For both sparse and on-disk matrix inputs, .cell.meta must be a data.frame with one row per cell and rownames matching cell IDs. The result is a bare TDRObj.

Downstream Analysis: Identical API

Once RunTDR() has been called, the same pipeline code works regardless of the input class. S3 dispatch routes each function call through the appropriate wrapper automatically.

# These work identically whether result is Seurat or SCE:
result <- result |>
  get.lm(.design = design)

# Plotting works the same way
plotPCA(result)
plotBeeswarm(result, .coefs = "ConditionB")

This uniformity extends to all analysis and plotting functions in the package: get.pbDE(), get.plsD(), plotUMAP(), plotHeatmap(), and so on.

How It Works: GetTDR / SetTDR

The dispatch mechanism follows a simple three-step pattern.

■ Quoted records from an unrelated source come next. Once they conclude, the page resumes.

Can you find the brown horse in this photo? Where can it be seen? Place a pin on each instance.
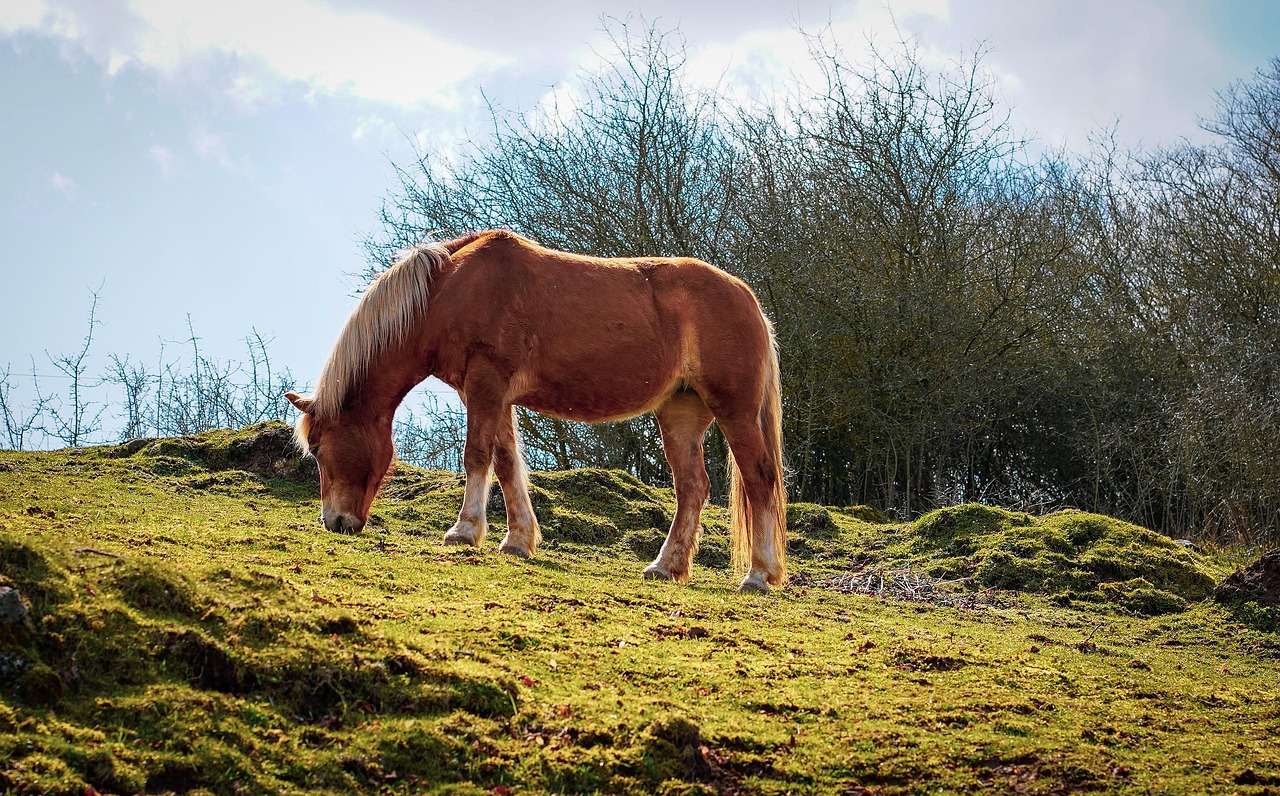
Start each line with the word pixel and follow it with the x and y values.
pixel 508 323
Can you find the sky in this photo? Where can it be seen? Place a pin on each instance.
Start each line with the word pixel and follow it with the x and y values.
pixel 213 167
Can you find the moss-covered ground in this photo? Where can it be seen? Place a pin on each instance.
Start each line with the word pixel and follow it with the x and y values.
pixel 193 628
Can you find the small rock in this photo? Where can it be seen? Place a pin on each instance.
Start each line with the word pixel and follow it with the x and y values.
pixel 13 611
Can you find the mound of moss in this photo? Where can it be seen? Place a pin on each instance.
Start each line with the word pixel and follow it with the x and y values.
pixel 142 678
pixel 264 448
pixel 1074 556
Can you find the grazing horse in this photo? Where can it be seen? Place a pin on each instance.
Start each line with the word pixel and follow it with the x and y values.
pixel 506 323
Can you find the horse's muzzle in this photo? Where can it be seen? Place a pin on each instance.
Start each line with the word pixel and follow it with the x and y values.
pixel 339 522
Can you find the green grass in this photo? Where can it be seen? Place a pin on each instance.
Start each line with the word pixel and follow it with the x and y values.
pixel 193 627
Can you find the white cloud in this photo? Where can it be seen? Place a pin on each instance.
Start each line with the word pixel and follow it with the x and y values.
pixel 759 64
pixel 332 51
pixel 168 160
pixel 213 147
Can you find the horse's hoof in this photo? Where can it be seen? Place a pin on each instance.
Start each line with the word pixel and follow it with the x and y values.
pixel 754 584
pixel 513 549
pixel 457 538
pixel 653 572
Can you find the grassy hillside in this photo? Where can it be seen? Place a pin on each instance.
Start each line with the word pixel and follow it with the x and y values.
pixel 192 627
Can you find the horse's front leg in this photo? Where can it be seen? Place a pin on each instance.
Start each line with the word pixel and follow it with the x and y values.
pixel 483 417
pixel 522 533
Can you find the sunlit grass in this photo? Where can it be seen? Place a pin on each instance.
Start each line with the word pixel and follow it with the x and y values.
pixel 196 628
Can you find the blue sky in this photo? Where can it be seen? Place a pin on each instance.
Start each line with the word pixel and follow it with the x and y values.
pixel 222 160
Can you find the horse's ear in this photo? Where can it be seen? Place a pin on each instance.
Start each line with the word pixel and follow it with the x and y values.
pixel 300 403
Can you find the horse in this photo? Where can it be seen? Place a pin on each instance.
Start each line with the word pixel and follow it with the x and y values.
pixel 507 323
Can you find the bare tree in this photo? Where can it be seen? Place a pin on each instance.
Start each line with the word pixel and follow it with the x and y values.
pixel 78 417
pixel 19 422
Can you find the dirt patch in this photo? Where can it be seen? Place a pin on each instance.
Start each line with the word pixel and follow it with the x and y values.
pixel 1258 582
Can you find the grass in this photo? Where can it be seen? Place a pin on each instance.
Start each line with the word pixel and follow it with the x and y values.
pixel 193 628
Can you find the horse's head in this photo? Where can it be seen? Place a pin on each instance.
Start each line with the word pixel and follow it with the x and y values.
pixel 353 456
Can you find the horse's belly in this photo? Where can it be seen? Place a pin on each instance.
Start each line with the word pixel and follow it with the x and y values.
pixel 598 396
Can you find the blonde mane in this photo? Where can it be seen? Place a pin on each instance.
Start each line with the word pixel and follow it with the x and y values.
pixel 382 320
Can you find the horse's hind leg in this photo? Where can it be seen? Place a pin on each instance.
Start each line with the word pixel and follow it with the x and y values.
pixel 483 420
pixel 682 420
pixel 759 479
pixel 522 533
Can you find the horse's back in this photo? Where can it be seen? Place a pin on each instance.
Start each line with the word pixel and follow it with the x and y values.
pixel 592 338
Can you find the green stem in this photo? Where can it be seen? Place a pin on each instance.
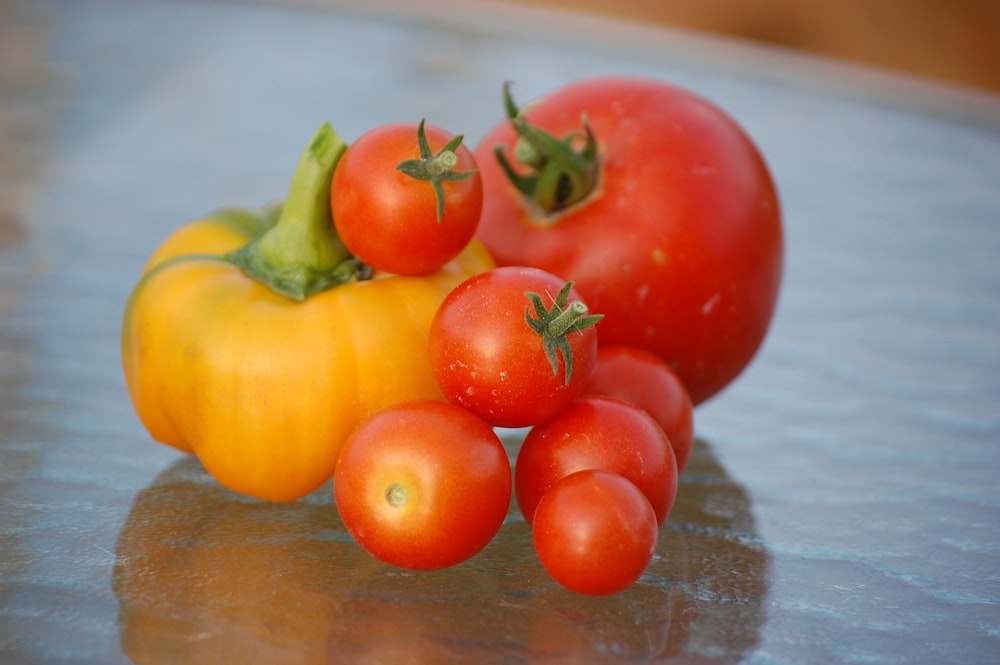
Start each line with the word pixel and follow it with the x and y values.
pixel 559 173
pixel 563 321
pixel 555 324
pixel 435 169
pixel 302 255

When you call an analysis function on a container object (e.g., a Seurat object), the S3 method:

  1. Extracts the TDRObj with GetTDR()
  2. Runs the computation on the TDRObj
  3. Stores the updated TDRObj back with SetTDR() 
User calls:  get.lm(seurat_obj, .design = design)
                |
                v
S3 dispatch --> get.lm.Seurat(x, ...)
                |
                +-- tdr <- GetTDR(x)            # Extract TDRObj from Misc slot
                +-- tdr <- get.lm.TDRObj(tdr, ...)  # Run computation
                +-- SetTDR(x, tdr)              # Store updated TDRObj back
                |
                v
Returns:     updated seurat_obj (with results inside)

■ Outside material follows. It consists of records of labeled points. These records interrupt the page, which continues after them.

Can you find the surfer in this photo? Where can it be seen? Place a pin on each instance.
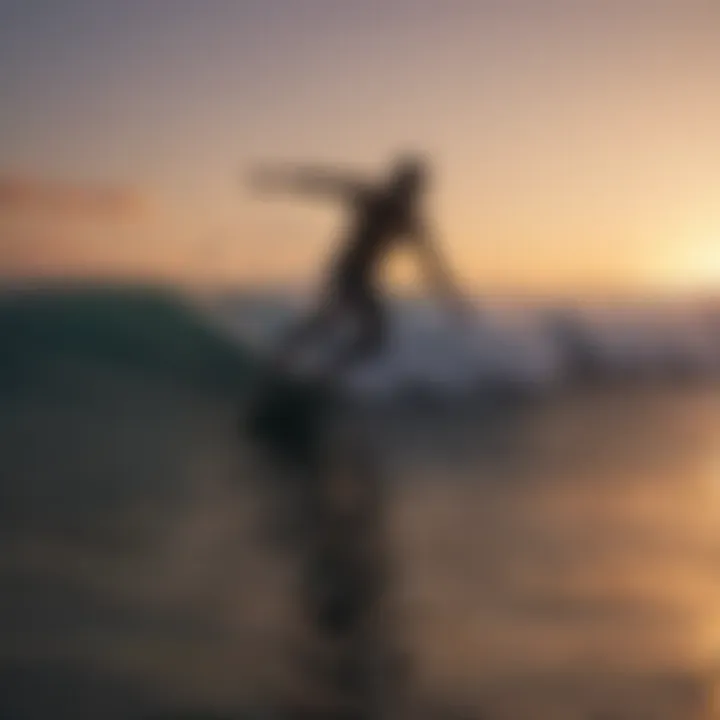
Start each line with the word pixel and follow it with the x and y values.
pixel 383 215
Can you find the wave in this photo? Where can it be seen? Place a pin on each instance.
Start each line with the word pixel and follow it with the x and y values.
pixel 527 347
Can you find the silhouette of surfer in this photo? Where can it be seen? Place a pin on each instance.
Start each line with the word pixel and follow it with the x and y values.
pixel 383 215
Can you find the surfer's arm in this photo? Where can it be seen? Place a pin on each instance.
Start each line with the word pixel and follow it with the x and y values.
pixel 307 180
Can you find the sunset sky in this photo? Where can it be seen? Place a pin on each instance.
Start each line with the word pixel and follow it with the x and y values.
pixel 576 143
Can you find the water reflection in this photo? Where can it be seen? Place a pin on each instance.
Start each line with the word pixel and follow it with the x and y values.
pixel 560 563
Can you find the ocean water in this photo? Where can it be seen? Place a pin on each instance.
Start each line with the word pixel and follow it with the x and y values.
pixel 557 559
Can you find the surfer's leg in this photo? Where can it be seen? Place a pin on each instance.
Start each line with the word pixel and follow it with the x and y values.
pixel 371 336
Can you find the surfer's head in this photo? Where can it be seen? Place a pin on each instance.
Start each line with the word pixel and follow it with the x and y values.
pixel 409 176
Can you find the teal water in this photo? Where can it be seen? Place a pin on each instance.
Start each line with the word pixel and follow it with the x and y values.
pixel 559 561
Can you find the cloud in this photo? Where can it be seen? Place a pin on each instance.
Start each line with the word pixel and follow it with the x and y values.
pixel 26 196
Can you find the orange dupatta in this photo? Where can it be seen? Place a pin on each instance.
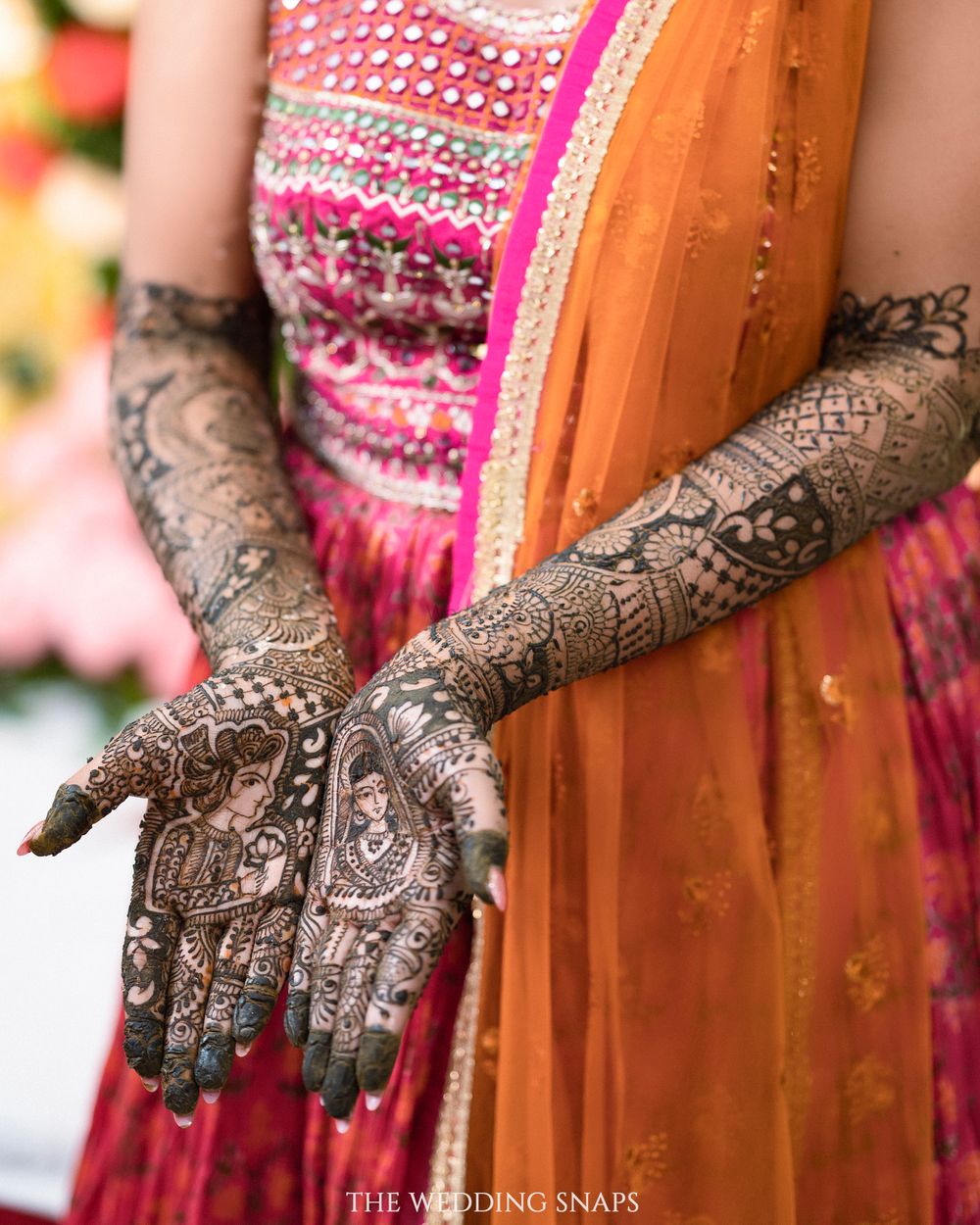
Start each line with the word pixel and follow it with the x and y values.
pixel 710 988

Where the TDRObj is stored depends on the container:

Container GetTDR() reads from SetTDR() writes to
Seurat Misc(x, slot = "tdr.obj") Misc(x, slot = "tdr.obj")
SingleCellExperiment S4Vectors::metadata(x)$tdr.obj S4Vectors::metadata(x)$tdr.obj
TDRObj returns x directly returns tdr directly

Note: H5AD and matrix-class inputs always produce a bare TDRObj, so GetTDR/SetTDR are not needed for those backends.

Extracting the TDRObj

You can always extract the TDRObj directly to inspect results or work with them programmatically:

# Extract from any container
tdr <- GetTDR(seurat_obj)

# Access linear model results
tdr$results$lm$default$fit$coefficients

# Access landmark PCA coordinates
head(tdr$landmark.embed$pca$coord)

# Access clustering assignments
tdr$landmark.annot$clustering$ids

The $ accessor on a TDRObj maps to the underlying S4 slots, so tdr$results is equivalent to tdr@results.

Matrix-Class Backends

The dgCMatrix, DelayedMatrix, IterableMatrix, flowSet, and cytoset backends produce a bare TDRObj directly — they do not wrap the result back into a container object. After calling RunTDR(), you work with the TDRObj directly:

# From a sparse matrix
tdr <- RunTDR(dgc_matrix,
              .cell.meta = cell_metadata,
              .sample.var = "sample_id",
              .assay.type = "RNA")

# All downstream functions work directly on the TDRObj
tdr <- tdr |>
  get.lm(.design = design)

plotPCA(tdr)
plotBeeswarm(tdr, .coefs = "ConditionB")

For DelayedMatrix inputs (e.g., HDF5-backed SingleCellExperiment assays), the data is automatically converted to a BPCells on-disk format for efficient lazy access before running the pipeline. You can control the conversion directory with the .bpcells.dir argument.

The flowSet and cytoset backends (from flowCore and flowWorkspace, respectively) are designed for flow, mass, and spectral cytometry data and require .assay.type = "cyto" along with a .markers argument specifying the channels to use. Both formats use the same internal backend ("cyto"), so downstream behaviour is identical.